Réformes tout azimut dans l’Education nationale : état des lieux de chantiers bien mal engagés

jeudi 7 novembre 2013

Les rythmes en primaire

Darcos avait changé la semaine de classe en primaire, passant de 9 demi-journées à 8, et réduisant le nombre de jours de classe, alors que les horaires journaliers restaient aussi lourds. S’ajoutait à cela la double peine pour les élèves en difficulté avec l’Aide Personnalisée. Nous pouvions légitimement espérer que le nouveau gouvernement, en prenant ce dossier prioritairement, le ferait avancer positivement, en revenant à plus de jours de classe, mais moins longs, et en profitant pour faire un geste vers les enseignants en réduisant leur temps de travail, en compensation d’une réduction des grandes vacances, en supprimant l’Aide Personnalisée.

Les élèves comme alibis

Nous connaissons aujourd’hui la nouvelle organisation, dont l’alibi est le rythme des élèves. Ni le temps de présence à l’école de l’élève ni celui de l’enseignant ne sont réduits. Les grandes vacances n’ont pas été touchées. Pour faire accepter aux mairies le poids des Temps Activités Péri-éducatives, l’Etat leur a donné plus de pouvoir sur l’organisation locale, rompant l’équilibre des Conseils d’Ecole. Le choix des horaires des écoles se fait désormais directement entre l’administration (IEN  , DASEN  ) et les municipalités, sans l’avis des premiers concernés, les enseignants.

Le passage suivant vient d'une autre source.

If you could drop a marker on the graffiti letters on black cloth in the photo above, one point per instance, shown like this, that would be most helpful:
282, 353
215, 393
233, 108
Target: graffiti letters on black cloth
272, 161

Ainsi se mettent en place, dans l’urgence, de façon plus ou moins chaotique, des activités pas nécessairement gratuites, dont l’offre et la qualité sont très variables d’une commune à l’autre, accentuant les inégalités territoriales pour l’accès à la culture.

Les programmes du primaire

En 2008, l’unanimité s’est faite contre les programmes du primaire, écrits sous la dictée d’idéologues réactionnaires, niant toute pédagogie, installant des programmes centrés sur les savoirs, les apprentissages mécaniques et excluant toute idée de progrès et d’intelligence.

Aujourd’hui (on dirait presque « enfin ! ») Peillon lance la rédaction de nouveaux programmes pour… 2015 ! Il installe un Conseil Supérieur des Programmes et demande aux enseignants de faire du tri sélectif dans les programmes de 2008, comme si l’on pouvait isoler telle ou telle partie, quand c’est l’idéologie globale du texte qui est à rejeter. Mais dans ce CSP, pas un seul enseignant pour écrire les programmes de 2015. Personne qui connaisse la réalité des classes.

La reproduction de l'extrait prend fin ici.